Alla fine lo sceicco Al-Miqdad è stato rilasciato, ma dopo il suo coinvolgimento nelle proteste del 2011 è stato nuovamente arrestato da agenti della Sicurezza Nazionale. Durante l’arresto, gli agenti hanno trascinato Al-Miqdad dalla casa in cui si nascondeva, lo hanno spogliato e picchiato duramente. È stato poi trasferito in una prigione, dove è stato sottoposto a ulteriori metodi di tortura fisica e psicologica. Gli effetti dei molteplici abusi e delle torture subite da Al-Miqdad si sono aggravati e hanno provocato lesioni gravi e durature. Al-Miqdad ha ora difficoltà a muoversi e a ingerire cibo.

Inoltre, ad Al-Miqdad era stato precedentemente diagnosticato un cancro e necessita di un’operazione chirurgica. Nonostante il suo bisogno di assistenza sanitaria mirata e tempestiva, le autorità si sono continuamente rifiutate di garantirgli l’accesso a cure mediche adeguate. Ciò è in diretta violazione delle convenzioni sui diritti umani relative al trattamento dei prigionieri. La recente diffusione della COVID-19 ha ulteriormente aggravato le vulnerabilità di Al-Miqdad e ha messo a rischio la sua vita.

Ultimi sviluppi

La risposta delle autorità del Bahrein alla pandemia di COVID-19 ha gettato ulteriore luce sull’uso mirato della detenzione e della tortura come mezzo per mettere a tacere difensori dei diritti umani, giornalisti, attivisti politici e altre voci dissenzienti. Sebbene il Ministero degli Interni del Bahrein abbia deciso di rilasciare 1.486 detenuti per motivi umanitari, meno del 20% di questi erano prigionieri politici. La maggior parte dei partecipanti alla rivolta del 2011 rimane dietro le mura della prigione di Jau.

La grazia reale ha escluso tutti i leader di spicco dell’opposizione e i difensori dei diritti umani, fatto che è stato condannato in una lettera congiunta da 21 ONG, tra cui il Bahrain Center for Human Rights (BCHR), il Gulf Center for Human Rights (GCHR) e Human Rights Watch. Dopo diversi mesi di detenzione arbitraria, le autorità hanno rilasciato condizionalmente Nabeel Rajab, attivista per i diritti umani e leader dell’opposizione. Tuttavia, il rilascio di Nabeel Rajab ha un prezzo elevato: rimane sotto la sorveglianza del governo, gli è stato imposto un divieto di spostamento, non può trascorrere del tempo con persone o in luoghi associati al suo lavoro per i diritti umani ed è stato costretto a firmare un accordo di riservatezza.

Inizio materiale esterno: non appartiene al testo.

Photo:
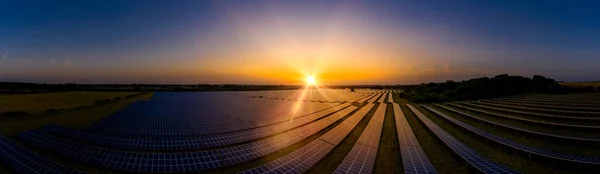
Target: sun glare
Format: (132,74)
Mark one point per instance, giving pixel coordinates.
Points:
(310,80)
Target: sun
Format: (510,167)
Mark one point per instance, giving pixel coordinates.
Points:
(310,80)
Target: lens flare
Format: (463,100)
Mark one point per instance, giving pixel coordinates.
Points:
(310,80)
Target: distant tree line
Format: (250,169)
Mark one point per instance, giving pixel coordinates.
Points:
(18,87)
(480,88)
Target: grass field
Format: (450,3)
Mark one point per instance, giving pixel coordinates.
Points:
(79,118)
(36,103)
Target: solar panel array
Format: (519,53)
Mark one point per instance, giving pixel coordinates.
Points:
(583,159)
(541,122)
(361,159)
(305,157)
(382,98)
(476,160)
(541,115)
(557,111)
(574,139)
(413,156)
(133,161)
(195,132)
(25,161)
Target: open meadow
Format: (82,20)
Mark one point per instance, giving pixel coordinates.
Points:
(37,103)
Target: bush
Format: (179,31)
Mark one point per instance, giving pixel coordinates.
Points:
(15,114)
(52,111)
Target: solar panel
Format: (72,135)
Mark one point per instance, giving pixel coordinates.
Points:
(470,109)
(476,160)
(382,98)
(413,156)
(305,157)
(543,110)
(535,105)
(574,139)
(533,113)
(583,159)
(361,159)
(25,161)
(174,162)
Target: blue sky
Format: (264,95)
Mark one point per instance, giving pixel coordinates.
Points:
(242,41)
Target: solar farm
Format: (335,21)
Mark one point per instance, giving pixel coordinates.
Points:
(320,131)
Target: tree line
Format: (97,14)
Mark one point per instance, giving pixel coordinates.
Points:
(481,88)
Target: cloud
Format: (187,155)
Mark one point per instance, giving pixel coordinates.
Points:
(67,63)
(3,57)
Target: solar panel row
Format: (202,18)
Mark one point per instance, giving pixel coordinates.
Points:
(534,105)
(174,162)
(549,103)
(305,157)
(25,161)
(361,159)
(503,116)
(186,143)
(476,160)
(583,159)
(550,111)
(574,139)
(533,113)
(413,156)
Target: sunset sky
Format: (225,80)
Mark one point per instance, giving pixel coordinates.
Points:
(280,42)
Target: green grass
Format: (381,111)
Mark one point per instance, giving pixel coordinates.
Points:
(389,159)
(332,160)
(36,103)
(78,118)
(493,151)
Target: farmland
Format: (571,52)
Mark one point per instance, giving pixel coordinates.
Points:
(312,131)
(36,103)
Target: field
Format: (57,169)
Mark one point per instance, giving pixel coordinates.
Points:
(36,103)
(317,131)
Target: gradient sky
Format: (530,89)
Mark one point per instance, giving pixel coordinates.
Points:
(279,42)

Consentire l’impunità in un Paese piccolo come il Bahrein invia un messaggio agli Stati più potenti: le violazioni dei loro obblighi legali ai sensi della legge internazionale sui diritti umani rimarranno impunite. Questo mina il sistema legale internazionale e le molte norme e valori a cui aspira. È necessario che il Bahrein prenda provvedimenti.